К счастью, обходится без инфарктов, но маэстро не обнаруживает ни малейшего снисхождения ни к себе, ни к музыкантам, ни к зрителю. Когда в конце оркестр застывает в бесконечно долгой паузе, больше всего хочется просто встать и уйти — и Курентзис, кажется, только поприветствовал бы такой ход. Но светский автоматизм оказывается сильнее, да и накопленное напряжение стремится излиться через хоть какое-то физическое действие. Впрочем, безрезультатно. «Сегодня в первый раз ангелы не пели», — растерянно делится впечатлениями кто-то в очереди в гардероб.
Сборные программы musicAeterna почти всегда строятся на контрастах и противовесах. «Анафора» Алексея Ретинского предваряет исполнение Пятой симфонии Малера. В хоровом концерте Lux aeterna звучат сочинения Антонио Лотти из эпохи барокко, авангардиста Дьердя Лигети и нашего современника Андреаса Мустукиса.
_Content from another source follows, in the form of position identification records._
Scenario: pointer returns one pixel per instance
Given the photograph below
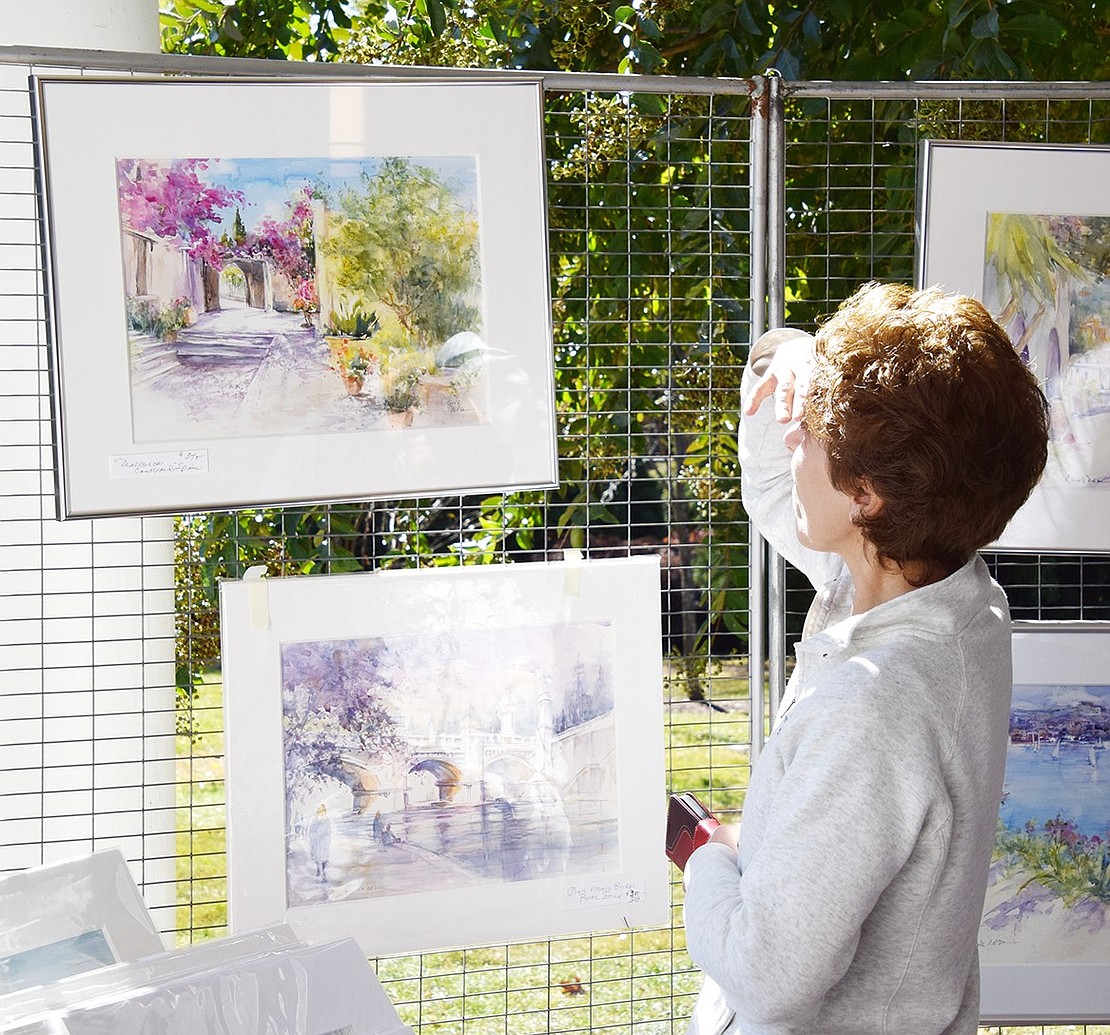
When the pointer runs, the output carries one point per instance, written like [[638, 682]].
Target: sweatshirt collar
[[940, 609]]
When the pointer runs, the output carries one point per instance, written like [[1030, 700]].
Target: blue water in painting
[[1039, 787]]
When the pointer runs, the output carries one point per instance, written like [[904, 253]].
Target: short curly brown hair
[[920, 398]]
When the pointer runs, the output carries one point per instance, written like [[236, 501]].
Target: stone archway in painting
[[258, 284]]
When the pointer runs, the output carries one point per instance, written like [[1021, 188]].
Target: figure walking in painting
[[320, 841], [850, 901]]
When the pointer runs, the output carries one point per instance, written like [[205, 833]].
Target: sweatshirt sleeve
[[777, 934], [766, 486]]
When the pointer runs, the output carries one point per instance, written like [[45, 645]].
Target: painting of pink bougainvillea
[[272, 292], [310, 294]]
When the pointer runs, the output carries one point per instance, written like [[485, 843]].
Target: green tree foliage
[[402, 241], [836, 39]]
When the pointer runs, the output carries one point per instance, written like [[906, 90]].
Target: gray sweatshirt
[[855, 903]]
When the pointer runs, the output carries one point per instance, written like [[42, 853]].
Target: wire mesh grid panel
[[112, 719]]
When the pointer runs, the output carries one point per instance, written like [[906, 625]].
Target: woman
[[877, 458]]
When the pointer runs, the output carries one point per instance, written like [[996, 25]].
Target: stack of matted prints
[[80, 954]]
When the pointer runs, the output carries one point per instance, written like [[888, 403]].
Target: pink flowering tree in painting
[[174, 203]]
В «Мистерии» соседствуют потенциально дискомфортная для широкой аудитории работа Бернарда Ланга Watchtower, классически прекрасная чакона Генри Пёрселла и Love story Франческо Филидеи для семи рулонов туалетной бумаги.
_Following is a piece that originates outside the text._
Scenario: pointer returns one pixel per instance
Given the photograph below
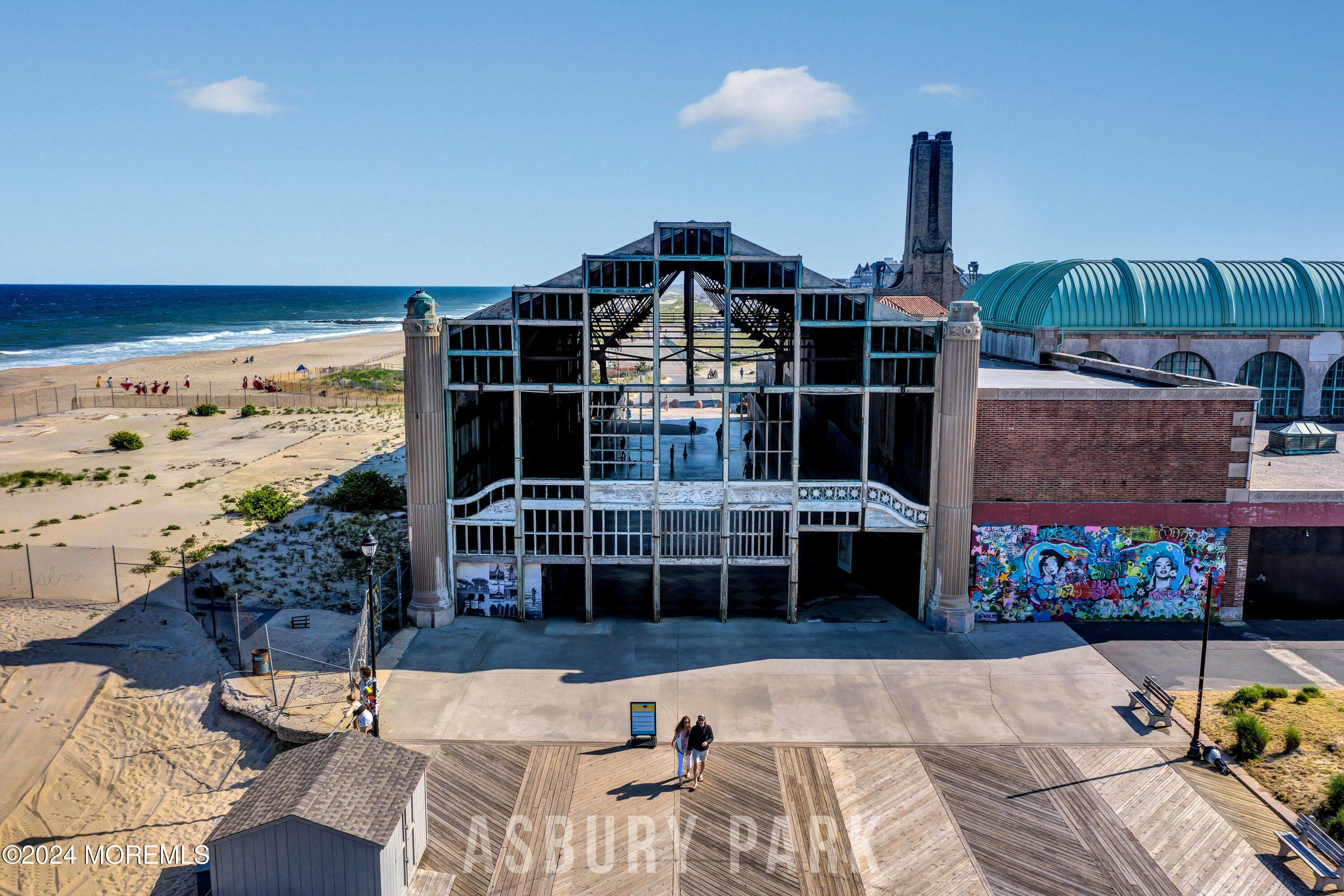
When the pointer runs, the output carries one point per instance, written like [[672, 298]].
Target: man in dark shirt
[[699, 741]]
Такой подход, с одной стороны, помогает познакомить неподготовленного слушателя с тем, что он иначе вряд ли узнал бы, и расширяет границы его восприятия (вместе с приуроченными к концертам образовательными проектами). С другой — не дает ему устать от непривычного и бережет от потрясений.
Даже в недавнем концерте-открытии сезона адские вихри «Франчески Да Римини» Чайковского уравновесили впечатления римского карнавала из Итальянского каприччио. В программе концерта Шостаковича от бальзамов на раны отказываются демонстративно. Полтора часа человек в зале смотрит на смерть, а она смотрит на него — и нет этой смерти противовеса, кроме его маленькой фигурки.
Это выглядит как дань уважения Шостаковичу, который не верил, что за гробом что-то есть, поэтому смерти не принимал и не желал с ней мириться. Но и отворачиваться не желал.
Это выглядит как призыв к аудитории: не отворачиваться, а осознать и принять существование в мире смерти и зла. Пройти сквозь них, почувствовать жизнь внутри них — и справиться с этим опытом самостоятельно, найдя для себя надежду и смысл.
И опять трудно удержаться от медицинских ассоциаций. Приходя к врачу, ты надеешься на излечение или хотя бы обезболивание и не ожидаешь, что тебя выставят за дверь, не наложив швов. Но здесь происходит именно так: вместо успокоения музыка дает слушателю импульс — к самостоятельному проживанию, к размышлению, к действию.
Искусство в этот вечер отказывается быть убежищем и спасением от боли. Но становится тем, что помогает посмотреть ей в глаза — и не отвернуться. Пройти сквозь нее самому, сделать своеобразную прививку. Ведь когда ты по-настоящему посмотришь в глаза смерти, рядом уже не будет никого, чтобы тебе помочь.
Теодор Курентзис вместе с musicAeterna давно уже растит умного зрителя. А теперь, кажется, еще и сильного.